Comcast storing WiFi passwords in cleartext?

Benjamin Sisco bsisco at justassociates.com
Thu Apr 25 14:43:49 UTC 2019


On 4/24/ 2019 10:34 AM, Seth Mattinen wrote:

> That's looking at it from a technical perspective when it isn't a technical problem. People that buy "includes wifi" from their ISP often need extreme amounts of help with it, and thus the wifi credentials are stored and transmitted in plain text for tech support reasons.
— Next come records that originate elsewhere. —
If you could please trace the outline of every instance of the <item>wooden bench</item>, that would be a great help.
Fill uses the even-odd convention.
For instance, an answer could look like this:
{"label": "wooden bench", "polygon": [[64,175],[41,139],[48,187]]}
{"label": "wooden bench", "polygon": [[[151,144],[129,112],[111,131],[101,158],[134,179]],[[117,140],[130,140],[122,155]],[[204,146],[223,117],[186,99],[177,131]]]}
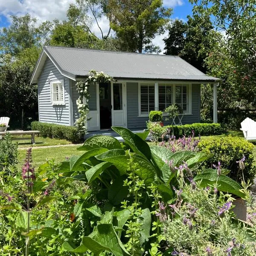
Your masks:
{"label": "wooden bench", "polygon": [[[31,143],[35,144],[35,135],[39,133],[39,131],[0,131],[0,139],[2,140],[4,136],[9,133],[12,135],[31,135]],[[21,138],[13,138],[14,140],[30,140],[30,137],[23,137]]]}
{"label": "wooden bench", "polygon": [[241,128],[244,138],[247,140],[256,140],[256,122],[249,117],[247,117],[241,123]]}

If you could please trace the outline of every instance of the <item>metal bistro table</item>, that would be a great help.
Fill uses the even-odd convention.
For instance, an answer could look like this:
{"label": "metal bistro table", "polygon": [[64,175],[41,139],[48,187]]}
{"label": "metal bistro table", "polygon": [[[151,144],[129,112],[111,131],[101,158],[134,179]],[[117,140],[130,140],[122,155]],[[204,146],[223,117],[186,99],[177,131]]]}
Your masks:
{"label": "metal bistro table", "polygon": [[[173,117],[172,125],[182,125],[182,122],[181,122],[181,121],[182,120],[183,116],[184,114],[179,114],[177,116],[175,116],[174,118]],[[177,117],[178,119],[179,120],[179,122],[177,124],[175,122],[175,119],[176,117]]]}

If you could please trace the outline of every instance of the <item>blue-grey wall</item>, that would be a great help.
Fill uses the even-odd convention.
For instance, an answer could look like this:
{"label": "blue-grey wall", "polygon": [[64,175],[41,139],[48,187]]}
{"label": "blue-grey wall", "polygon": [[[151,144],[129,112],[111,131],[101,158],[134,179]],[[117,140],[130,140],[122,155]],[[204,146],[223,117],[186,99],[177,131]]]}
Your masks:
{"label": "blue-grey wall", "polygon": [[[75,123],[79,117],[79,113],[78,113],[77,105],[76,105],[76,100],[79,97],[79,94],[76,90],[76,81],[71,81],[71,80],[70,81],[72,87],[70,90],[72,91],[72,102],[73,104],[73,119],[74,123]],[[89,93],[90,95],[88,103],[89,109],[90,110],[96,110],[97,108],[97,98],[96,87],[95,84],[92,84],[89,87]]]}
{"label": "blue-grey wall", "polygon": [[[52,105],[49,79],[50,83],[54,80],[64,80],[65,105]],[[61,74],[49,58],[38,79],[38,93],[39,121],[69,125],[69,79]]]}
{"label": "blue-grey wall", "polygon": [[[146,122],[148,117],[139,117],[138,84],[138,83],[126,83],[127,95],[127,125],[129,128],[145,128]],[[200,84],[192,84],[192,115],[184,115],[182,124],[192,124],[200,122]],[[170,122],[165,122],[169,124]]]}

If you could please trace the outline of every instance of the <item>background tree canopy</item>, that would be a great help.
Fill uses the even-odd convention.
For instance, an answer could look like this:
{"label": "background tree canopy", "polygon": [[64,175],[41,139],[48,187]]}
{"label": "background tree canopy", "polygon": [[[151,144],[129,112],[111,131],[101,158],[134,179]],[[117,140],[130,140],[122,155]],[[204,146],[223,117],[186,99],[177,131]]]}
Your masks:
{"label": "background tree canopy", "polygon": [[[20,123],[23,109],[36,118],[37,87],[29,85],[29,78],[43,45],[157,53],[152,40],[167,29],[165,54],[178,55],[223,79],[219,110],[241,102],[255,108],[256,0],[190,1],[193,15],[186,21],[171,20],[172,10],[162,0],[76,0],[66,19],[41,24],[28,14],[12,16],[10,26],[0,30],[0,115]],[[109,26],[104,29],[100,24],[107,20]],[[212,88],[201,90],[203,120],[209,121]]]}

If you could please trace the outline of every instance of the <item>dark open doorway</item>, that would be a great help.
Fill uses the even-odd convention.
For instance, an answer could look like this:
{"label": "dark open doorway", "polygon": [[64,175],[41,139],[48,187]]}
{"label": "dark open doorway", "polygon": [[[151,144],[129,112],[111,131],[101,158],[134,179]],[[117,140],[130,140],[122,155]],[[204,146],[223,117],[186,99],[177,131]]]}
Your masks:
{"label": "dark open doorway", "polygon": [[110,129],[112,125],[110,83],[100,83],[99,118],[101,129]]}

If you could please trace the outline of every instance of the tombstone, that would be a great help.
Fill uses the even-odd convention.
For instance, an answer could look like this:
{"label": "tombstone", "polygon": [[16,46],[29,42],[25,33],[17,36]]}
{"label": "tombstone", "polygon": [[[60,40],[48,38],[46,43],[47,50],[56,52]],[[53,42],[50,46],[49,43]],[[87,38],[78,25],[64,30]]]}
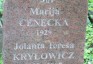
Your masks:
{"label": "tombstone", "polygon": [[4,64],[83,64],[87,0],[6,0]]}

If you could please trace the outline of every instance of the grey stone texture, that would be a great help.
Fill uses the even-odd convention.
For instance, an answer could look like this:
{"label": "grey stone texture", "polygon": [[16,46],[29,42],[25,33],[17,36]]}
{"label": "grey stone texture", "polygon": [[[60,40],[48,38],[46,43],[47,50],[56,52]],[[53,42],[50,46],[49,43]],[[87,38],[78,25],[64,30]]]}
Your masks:
{"label": "grey stone texture", "polygon": [[4,64],[83,64],[87,0],[6,0]]}

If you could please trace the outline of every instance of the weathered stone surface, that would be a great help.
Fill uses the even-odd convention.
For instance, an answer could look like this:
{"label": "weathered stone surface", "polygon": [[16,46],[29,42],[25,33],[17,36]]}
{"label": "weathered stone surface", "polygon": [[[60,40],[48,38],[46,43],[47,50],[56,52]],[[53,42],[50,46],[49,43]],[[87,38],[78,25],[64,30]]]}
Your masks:
{"label": "weathered stone surface", "polygon": [[6,0],[4,64],[83,64],[87,0]]}

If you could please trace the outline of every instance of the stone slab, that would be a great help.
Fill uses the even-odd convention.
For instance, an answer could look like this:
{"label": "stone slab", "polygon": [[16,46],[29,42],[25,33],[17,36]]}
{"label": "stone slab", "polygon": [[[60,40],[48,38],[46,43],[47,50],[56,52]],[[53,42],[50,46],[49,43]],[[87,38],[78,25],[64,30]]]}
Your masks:
{"label": "stone slab", "polygon": [[87,0],[6,0],[4,64],[83,64]]}

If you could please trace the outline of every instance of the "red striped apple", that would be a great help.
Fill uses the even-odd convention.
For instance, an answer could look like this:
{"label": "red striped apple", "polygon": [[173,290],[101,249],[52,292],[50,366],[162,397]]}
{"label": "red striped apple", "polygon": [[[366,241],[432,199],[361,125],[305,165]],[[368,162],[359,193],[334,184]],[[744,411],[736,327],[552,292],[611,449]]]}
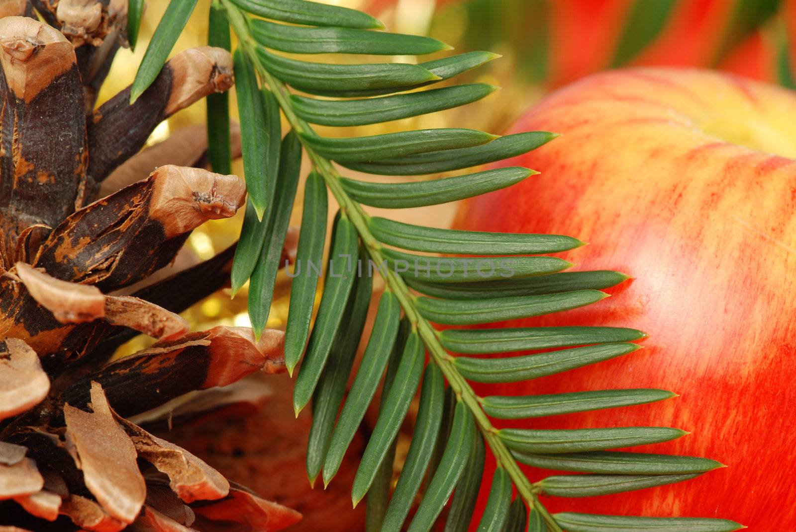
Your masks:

While I agree that the underlying need is to provide fast and effective customer service - it is ultimately a technical problem.  As it's been pointed out in subsequent posts WiFi is the leading cause of customer calls to an ISP offering the service.  Security and "ease of use" are often at odds with each other, and implementing the former with the latter is the challenge many of us wake up to each and every day.  The information should be encrypted at rest and in transit and could easily be decrypted by the CSP platform for use by customer support staff at the time of need when cusetomers call in - which would address the concern.

In my experience, bad practice is easily replicated.  What else is transmitted in cleartext?  Today it's the WiFi password, tomorrow it's your login, port forwarding, DMZ, and other details that are far more useful to a remote attacker than your WiFi password.




-----Original Message-----
From: NANOG <nanog-bounces at nanog.org> On Behalf Of Seth Mattinen
Sent: Wednesday, April 24, 2019 10:34 AM
To: nanog at nanog.org
Subject: Re: Comcast storing WiFi passwords in cleartext?

Notice: This message originated outside of Just Associates. Verify the source & exercise caution with links and attachments.

On 4/24/19 8:13 AM, Benjamin Sisco wrote:
> The bigger concern should be the cleartext portion of the subject.  There’s ZERO reason to store or transmit any credentials (login, service, keys, etc.), in any location, in an unencrypted fashion regardless of their perceived value or purpose.  Unless you like risk.


That's looking at it from a technical perspective when it isn't a technical problem. People that buy "includes wifi" from their ISP often need extreme amounts of help with it, and thus the wifi credentials are stored and transmitted in plain text for tech support reasons.